|Advertising slide for Baby Peggy's first feature film, The Darling of New York (1923)|
In this drama I played the Italian grandchild of a wealthy New York immigrant. With a servant accompanying her she is sailing for America to join her grandfather when a band of jewel thieves on board secretly hides their fortune in stolen gems inside her rag doll. The rest of her harrowing adventures are climaxed when she is trapped in a raging fire inside a New York tenement. We worked four or five nights outside filming this elaborate fire sequence, complete with Universal's own fire engines and crews. It was wet and cold and Gladys Brockwell had to jump from a window with me in her arms into a solid canvas "net." She was terrified she would miss the "net" and kill us both.
Worse still, while filming the interior fire shots of the tenement apartment, King Baggot and my father walked me through the set and showed me how the crew had lined the windows and only door with sawdust soaked in kerosene which would be set afire for the scene. I was warmed it would only be "one take" as the set would be completely burned. I was shown the two different windows in the kitchen which would be ablaze when the camera rolled. I was to look at them but turn away and run to the door. It would not be torched by the crew, Baggot said, and I was to escape immediately through that door. I understood my directions perfectly..
But when filming began and I reached the door I found the crew had mistakenly set it ablaze. The door knob was already too hot to touch. But the camera, Baggot and my father, shooting from a distance through the window above the kitchen sink, could not see the flames. I knew I could not spoil the scene by explaining the situation to them . So while they kept shouting at me to "GO OUT THE DOOR!" I ran back to the sink and the window above it, which was not burning as fiercely as was the door. Moving fast I clambered through the burning open window and gave the camera an unexpected close up of me escaping through the flames! At first Baggot was angry that I had disobeyed his directions but later I took him back and showed him what was left of the door!. Not surprisingly I remembered this experience vividly and decades later I even found a lobby card showing the unscripted close up!
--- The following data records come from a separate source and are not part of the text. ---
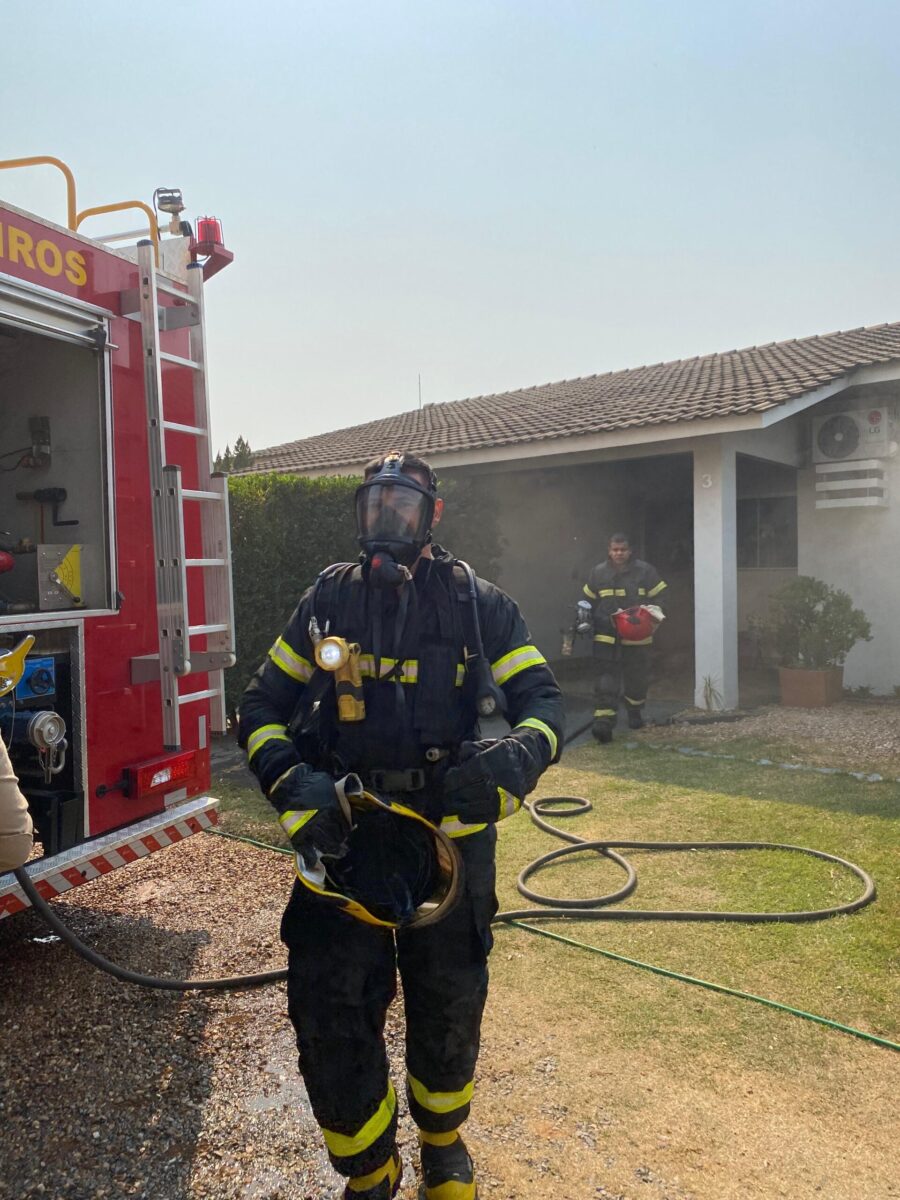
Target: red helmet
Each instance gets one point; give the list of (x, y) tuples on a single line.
[(634, 624)]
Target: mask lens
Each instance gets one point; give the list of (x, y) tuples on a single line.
[(393, 513)]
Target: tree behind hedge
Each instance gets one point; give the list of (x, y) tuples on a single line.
[(287, 528)]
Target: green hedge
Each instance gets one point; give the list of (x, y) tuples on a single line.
[(286, 529)]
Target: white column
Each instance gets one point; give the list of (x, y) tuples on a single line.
[(715, 574)]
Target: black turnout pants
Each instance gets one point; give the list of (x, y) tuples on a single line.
[(341, 979), (623, 671)]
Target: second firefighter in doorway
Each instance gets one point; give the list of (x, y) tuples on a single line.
[(621, 591), (432, 649)]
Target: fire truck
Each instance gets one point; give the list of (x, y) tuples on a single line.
[(115, 582)]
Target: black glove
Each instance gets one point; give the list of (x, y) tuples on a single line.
[(493, 777), (310, 814)]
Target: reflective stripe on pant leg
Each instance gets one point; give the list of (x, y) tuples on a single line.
[(341, 979), (444, 972)]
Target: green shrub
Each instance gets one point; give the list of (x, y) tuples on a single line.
[(815, 625)]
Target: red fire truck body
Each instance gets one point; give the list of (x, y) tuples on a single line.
[(115, 556)]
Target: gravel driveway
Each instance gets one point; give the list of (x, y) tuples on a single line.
[(109, 1090)]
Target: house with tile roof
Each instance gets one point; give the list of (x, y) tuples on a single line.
[(731, 473)]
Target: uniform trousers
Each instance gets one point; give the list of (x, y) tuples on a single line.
[(623, 671), (342, 976)]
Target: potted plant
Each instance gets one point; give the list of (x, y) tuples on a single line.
[(815, 627)]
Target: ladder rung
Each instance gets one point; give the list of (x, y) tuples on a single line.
[(196, 430), (191, 697), (173, 289), (179, 361)]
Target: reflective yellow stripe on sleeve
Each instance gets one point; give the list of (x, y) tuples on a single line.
[(265, 733), (532, 723), (294, 820), (289, 661), (342, 1146), (441, 1102), (455, 828), (516, 660), (510, 804)]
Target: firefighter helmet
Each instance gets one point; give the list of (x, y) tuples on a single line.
[(399, 871), (635, 624)]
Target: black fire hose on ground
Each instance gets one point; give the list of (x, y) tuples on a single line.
[(595, 909), (124, 973)]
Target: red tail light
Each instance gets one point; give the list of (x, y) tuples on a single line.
[(161, 775)]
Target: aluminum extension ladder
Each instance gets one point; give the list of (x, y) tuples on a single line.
[(177, 658)]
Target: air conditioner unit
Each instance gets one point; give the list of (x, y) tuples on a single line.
[(847, 437)]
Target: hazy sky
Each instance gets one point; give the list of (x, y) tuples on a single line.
[(490, 193)]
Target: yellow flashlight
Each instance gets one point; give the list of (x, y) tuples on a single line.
[(340, 657)]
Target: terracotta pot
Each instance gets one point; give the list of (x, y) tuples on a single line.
[(810, 689)]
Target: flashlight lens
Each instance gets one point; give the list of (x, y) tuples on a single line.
[(330, 654)]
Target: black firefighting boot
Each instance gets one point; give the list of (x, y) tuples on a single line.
[(448, 1171), (383, 1183), (601, 729)]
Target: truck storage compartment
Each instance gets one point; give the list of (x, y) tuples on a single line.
[(54, 508), (41, 723)]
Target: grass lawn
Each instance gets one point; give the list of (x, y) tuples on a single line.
[(845, 969), (601, 1080)]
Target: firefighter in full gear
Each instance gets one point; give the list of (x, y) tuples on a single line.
[(623, 661), (435, 647)]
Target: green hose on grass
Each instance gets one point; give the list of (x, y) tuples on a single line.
[(587, 910)]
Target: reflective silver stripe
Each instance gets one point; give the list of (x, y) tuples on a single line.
[(265, 733), (454, 828), (289, 661), (516, 660), (532, 723), (439, 1102), (510, 804), (408, 673), (294, 820)]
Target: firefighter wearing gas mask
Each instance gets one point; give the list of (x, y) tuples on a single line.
[(379, 679), (627, 595)]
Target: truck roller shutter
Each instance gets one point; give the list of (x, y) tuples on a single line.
[(41, 311)]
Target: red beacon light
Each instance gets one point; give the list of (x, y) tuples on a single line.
[(209, 244), (209, 232)]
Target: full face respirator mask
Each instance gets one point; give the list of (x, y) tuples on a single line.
[(394, 517)]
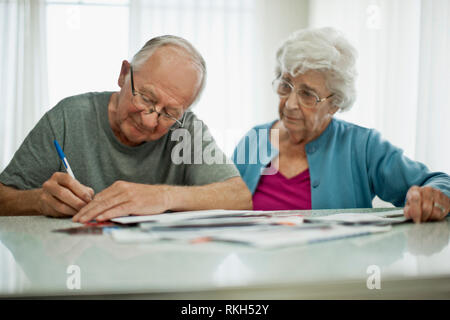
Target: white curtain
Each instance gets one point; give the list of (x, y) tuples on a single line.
[(223, 31), (403, 87), (23, 69), (433, 112)]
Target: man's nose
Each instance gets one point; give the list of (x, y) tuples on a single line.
[(149, 120)]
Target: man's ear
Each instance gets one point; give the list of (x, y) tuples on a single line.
[(123, 72)]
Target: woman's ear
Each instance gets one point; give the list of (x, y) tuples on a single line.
[(333, 109), (123, 72)]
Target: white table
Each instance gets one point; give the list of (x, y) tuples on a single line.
[(414, 262)]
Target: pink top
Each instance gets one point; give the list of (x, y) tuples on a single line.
[(276, 192)]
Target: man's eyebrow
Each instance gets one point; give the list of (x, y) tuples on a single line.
[(149, 92), (153, 96)]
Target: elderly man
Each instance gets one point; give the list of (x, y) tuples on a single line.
[(120, 147)]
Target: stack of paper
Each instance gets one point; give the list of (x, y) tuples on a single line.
[(263, 229)]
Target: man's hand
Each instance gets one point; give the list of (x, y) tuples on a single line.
[(426, 204), (63, 196), (125, 198)]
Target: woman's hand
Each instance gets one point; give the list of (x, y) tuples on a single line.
[(426, 204)]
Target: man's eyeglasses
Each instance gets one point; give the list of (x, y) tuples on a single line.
[(306, 98), (149, 106)]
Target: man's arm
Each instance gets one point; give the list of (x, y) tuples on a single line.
[(14, 202), (125, 198), (60, 196)]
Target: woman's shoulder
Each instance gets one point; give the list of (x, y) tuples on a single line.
[(342, 127)]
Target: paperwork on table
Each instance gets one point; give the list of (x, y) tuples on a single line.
[(263, 229)]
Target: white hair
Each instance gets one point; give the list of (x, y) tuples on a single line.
[(150, 47), (325, 50)]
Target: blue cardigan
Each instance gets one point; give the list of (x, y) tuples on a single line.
[(348, 166)]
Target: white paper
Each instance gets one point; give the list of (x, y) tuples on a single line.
[(177, 216), (394, 216), (278, 237)]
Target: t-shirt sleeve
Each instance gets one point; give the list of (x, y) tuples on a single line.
[(208, 162), (391, 173), (36, 159)]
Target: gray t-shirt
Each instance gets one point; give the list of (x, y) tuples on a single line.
[(80, 125)]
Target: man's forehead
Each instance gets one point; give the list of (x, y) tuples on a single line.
[(172, 69)]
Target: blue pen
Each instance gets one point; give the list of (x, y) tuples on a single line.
[(63, 158)]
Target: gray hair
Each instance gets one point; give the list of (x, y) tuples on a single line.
[(150, 47), (325, 50)]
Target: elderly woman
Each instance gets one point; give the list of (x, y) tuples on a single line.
[(317, 161)]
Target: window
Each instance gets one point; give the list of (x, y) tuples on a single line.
[(86, 43)]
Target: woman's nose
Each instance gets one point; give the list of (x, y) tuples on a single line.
[(291, 101)]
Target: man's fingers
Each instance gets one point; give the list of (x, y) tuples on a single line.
[(414, 203), (115, 212), (63, 194), (105, 200), (81, 191), (427, 203), (57, 208)]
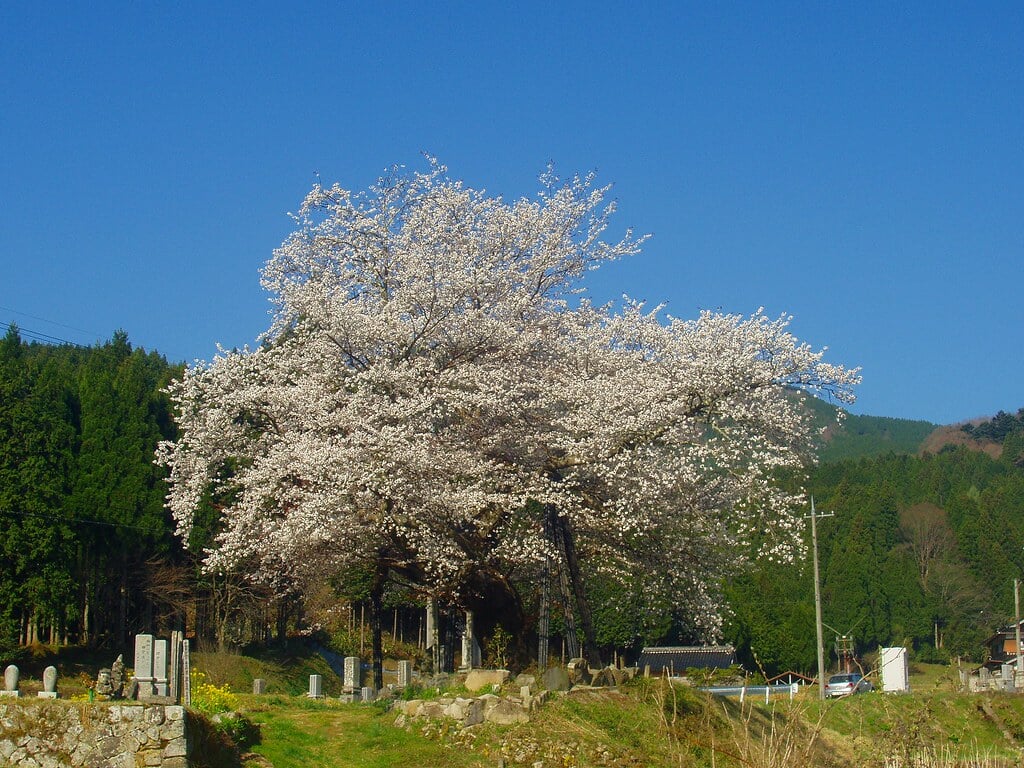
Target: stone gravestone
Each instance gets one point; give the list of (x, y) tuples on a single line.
[(118, 677), (353, 674), (103, 687), (185, 674), (10, 678), (143, 666), (404, 674), (49, 683), (315, 686), (160, 666)]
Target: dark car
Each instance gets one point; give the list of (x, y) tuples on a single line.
[(846, 684)]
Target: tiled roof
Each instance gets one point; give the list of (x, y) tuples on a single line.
[(676, 659)]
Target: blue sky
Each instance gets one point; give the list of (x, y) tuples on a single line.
[(857, 166)]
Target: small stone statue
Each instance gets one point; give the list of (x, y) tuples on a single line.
[(49, 683), (10, 678), (118, 678), (103, 687)]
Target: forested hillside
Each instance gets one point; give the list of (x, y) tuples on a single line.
[(82, 523), (922, 551), (855, 436)]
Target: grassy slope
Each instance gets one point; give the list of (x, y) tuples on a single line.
[(646, 725), (286, 670)]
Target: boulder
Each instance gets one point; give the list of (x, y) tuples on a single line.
[(479, 679), (579, 672), (556, 678), (506, 713), (523, 680)]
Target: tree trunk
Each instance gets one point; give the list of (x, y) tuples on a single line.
[(544, 617), (576, 581), (376, 595)]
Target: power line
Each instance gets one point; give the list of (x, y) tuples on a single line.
[(84, 520), (44, 320), (39, 336)]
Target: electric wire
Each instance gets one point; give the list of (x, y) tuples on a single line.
[(86, 521)]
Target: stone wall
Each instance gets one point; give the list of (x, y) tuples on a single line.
[(48, 733)]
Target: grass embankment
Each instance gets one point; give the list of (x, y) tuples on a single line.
[(646, 724), (649, 724)]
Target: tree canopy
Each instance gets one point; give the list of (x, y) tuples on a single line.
[(432, 396)]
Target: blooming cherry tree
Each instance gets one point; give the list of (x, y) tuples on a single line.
[(433, 398)]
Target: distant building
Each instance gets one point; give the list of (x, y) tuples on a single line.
[(1003, 647), (676, 659)]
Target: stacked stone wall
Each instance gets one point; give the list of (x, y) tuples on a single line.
[(49, 733)]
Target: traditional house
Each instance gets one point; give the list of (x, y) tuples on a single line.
[(676, 659), (1001, 647)]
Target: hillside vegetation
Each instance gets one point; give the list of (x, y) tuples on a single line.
[(856, 436), (650, 723)]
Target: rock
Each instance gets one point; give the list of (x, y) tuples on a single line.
[(579, 671), (539, 698), (479, 679), (506, 713), (432, 710), (524, 680), (556, 678)]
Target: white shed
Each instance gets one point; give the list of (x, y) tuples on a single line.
[(894, 669)]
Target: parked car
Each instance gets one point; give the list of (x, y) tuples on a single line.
[(846, 684)]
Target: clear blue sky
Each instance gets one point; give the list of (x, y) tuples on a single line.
[(858, 166)]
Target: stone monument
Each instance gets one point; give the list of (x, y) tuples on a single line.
[(143, 666), (315, 686), (118, 677), (353, 674), (404, 674), (49, 683), (10, 678)]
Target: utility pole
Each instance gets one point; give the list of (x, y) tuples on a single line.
[(1017, 627), (817, 601)]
Surprising as it seems, I worked with fire even as a toddler, and in other dangerous situations often over the years. I learned that my guides did not always see the dangers I saw up close. I realized early on that it was up to me to take care of myself at times and do whatever it took to get through a scene safely without ruining the film.
This film was one of Universal's "Jewels" - - an expensive production. They were paying me $10,000 a week, It was a very successful film but so far it seems to be a "lost" film" Only the final reel of some of the fire scenes was recently found and is now being restored by Jere Guldin at UCLA.
--- DIANA CARY
Diana Serra Carey debuted as "Baby Peggy" in 1920 at the age of nineteen months, starring in 150 two-reel comedies and seven feature films before her silent movie career ended at age seven. She worked in vaudeville for another half dozen years and later in "talkies" through the 1930s. She became a freelance writer, specializing in Mexican and American history. For many years she was the trade book buyer for the University of California's San Diego campus bookstore. She is the author of:Whatever Happened to Baby Peggy: The Autobiography of Hollywood's Pioneer Child Star, The Hollywood Posse: The Story of a Gallant Band of Horsemen Who Made Movie History,
Jackie Coogan: The World's Boy King: A Biography of Hollywood's Legendary Child Star, and Hollywood's Children: An Inside Account of the Child Star Era.